Asia’s metaverse is still thriving, from digital cities to gaming
In real life, Hitsuzi is a 32-year-old Japanese government employee who lives alone in a suburb north of Tokyo. He usually comes home from work around 8 p.m., eats a ready meal, and then, starting around 10 p.m., the fun begins. He puts on a set of VR goggles that transport him to a great gilded hall built in the clouds, where he chats and games with friends from all over the globe into the early hours of the morning.
In the virtual world, Hitsuzi interacts with his friends not as a 30-something office worker but in the form of his avatar: a purple-haired girl sporting a pair of cat ears and a black mini dress.
He says he spends every evening on VRChat, a virtual platform, chatting with other users from a variety of countries and attending virtual gatherings such as DJ events.
"It’s different from talking on the phone because you can see your friend’s face and gestures, and you feel that they are actually there," Hitsuzi, who asked to use a pseudonym, told Nikkei Asia.
He even sometimes falls asleep with his VR goggles on, alongside his friends in the virtual world. The clunky goggles keep him from sleeping well, he complains, but it is worth it for the feeling of togetherness. Sleeping in virtual reality "doesn’t recover my physical health, but it helps my mental health because I don’t feel lonely," he added.

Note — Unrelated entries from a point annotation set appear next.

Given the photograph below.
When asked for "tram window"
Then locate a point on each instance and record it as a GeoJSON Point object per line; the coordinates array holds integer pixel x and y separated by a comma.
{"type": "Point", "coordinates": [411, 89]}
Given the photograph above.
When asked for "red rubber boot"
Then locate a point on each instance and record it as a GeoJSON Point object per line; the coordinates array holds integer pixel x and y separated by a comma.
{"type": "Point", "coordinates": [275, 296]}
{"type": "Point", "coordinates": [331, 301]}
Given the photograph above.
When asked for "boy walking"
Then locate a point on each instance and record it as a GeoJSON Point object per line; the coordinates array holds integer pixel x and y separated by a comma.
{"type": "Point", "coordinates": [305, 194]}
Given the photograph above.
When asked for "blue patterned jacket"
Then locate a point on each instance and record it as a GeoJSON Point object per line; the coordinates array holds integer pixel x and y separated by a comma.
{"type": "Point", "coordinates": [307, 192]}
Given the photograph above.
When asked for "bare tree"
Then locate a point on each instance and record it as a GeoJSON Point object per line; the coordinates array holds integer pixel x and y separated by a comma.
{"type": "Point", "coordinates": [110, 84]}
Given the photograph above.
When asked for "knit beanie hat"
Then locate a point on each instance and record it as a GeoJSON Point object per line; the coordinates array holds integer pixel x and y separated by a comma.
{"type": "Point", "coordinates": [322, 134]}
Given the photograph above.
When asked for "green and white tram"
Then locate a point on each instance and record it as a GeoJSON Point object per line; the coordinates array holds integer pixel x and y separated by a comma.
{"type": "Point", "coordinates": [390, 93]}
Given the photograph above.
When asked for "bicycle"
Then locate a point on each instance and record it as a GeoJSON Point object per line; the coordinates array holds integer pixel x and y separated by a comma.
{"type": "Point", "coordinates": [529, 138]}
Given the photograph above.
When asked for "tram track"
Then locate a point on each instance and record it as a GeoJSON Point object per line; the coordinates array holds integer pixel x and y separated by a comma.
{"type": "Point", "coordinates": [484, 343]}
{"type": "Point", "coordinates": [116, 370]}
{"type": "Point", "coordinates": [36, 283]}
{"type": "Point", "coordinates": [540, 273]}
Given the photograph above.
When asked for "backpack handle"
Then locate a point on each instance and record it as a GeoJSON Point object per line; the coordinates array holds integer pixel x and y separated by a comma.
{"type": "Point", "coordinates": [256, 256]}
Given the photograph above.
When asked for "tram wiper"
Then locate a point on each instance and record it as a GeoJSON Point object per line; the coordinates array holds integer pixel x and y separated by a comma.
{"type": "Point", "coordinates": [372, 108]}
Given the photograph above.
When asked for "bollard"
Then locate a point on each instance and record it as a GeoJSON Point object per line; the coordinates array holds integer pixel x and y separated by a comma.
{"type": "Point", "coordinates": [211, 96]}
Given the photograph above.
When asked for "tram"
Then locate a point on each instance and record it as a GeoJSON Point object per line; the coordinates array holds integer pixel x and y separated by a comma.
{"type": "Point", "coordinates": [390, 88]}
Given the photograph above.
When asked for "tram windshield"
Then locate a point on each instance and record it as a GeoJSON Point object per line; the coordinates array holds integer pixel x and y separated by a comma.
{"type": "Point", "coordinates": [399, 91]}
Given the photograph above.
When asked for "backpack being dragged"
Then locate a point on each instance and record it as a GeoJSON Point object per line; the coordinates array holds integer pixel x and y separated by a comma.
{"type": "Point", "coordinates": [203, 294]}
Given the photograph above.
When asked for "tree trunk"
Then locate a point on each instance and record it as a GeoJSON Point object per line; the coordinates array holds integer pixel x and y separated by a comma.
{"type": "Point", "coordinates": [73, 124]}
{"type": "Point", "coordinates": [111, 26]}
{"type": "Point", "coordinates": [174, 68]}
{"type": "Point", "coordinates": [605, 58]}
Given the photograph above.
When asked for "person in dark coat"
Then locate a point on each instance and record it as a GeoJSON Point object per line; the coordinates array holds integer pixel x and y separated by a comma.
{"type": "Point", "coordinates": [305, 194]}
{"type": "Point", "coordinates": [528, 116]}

Hitsuzi is among a rapidly growing population across Asia that spends much of its free time in the metaverse — defined as any type of collective, three-dimensional, virtual shared space where users are able to interact with one another’s avatars (digital personas).
In some Western markets, the metaverse saw a boom in interest during the pandemic, but virtual reality lost out once actual socializing became readily available again. In some Asian markets, notably Japan and South Korea, however, it is still going strong.
Investors in the U.S. have pulled back after the disappointing experience of Facebook, which renamed itself Meta in 2021 and rebranded as a metaverse company, where its users would eventually occupy a 3D infinite universe known as Horizon Worlds.
Horizon Worlds has proved unpopular, especially with investors, who sold off Meta stock. The company’s Reality Labs business unit — responsible for metaverse-related operations — lost almost $25 billion between October 2021 and June this year, according to company reports.
At the company’s annual Meta Connect conference in September, Meta founder Mark Zuckerberg mentioned the metaverse only a handful of times. "AI" has become his new buzzword.
"Meta has quietly distanced itself from the metaverse over the past year or so, and the term was barely used at Connect," said Leo Gebbie, principal analyst at CCS Insight.
"This was unsurprising, as the term had become the subject of ridicule among consumers and large sections of the technology industry."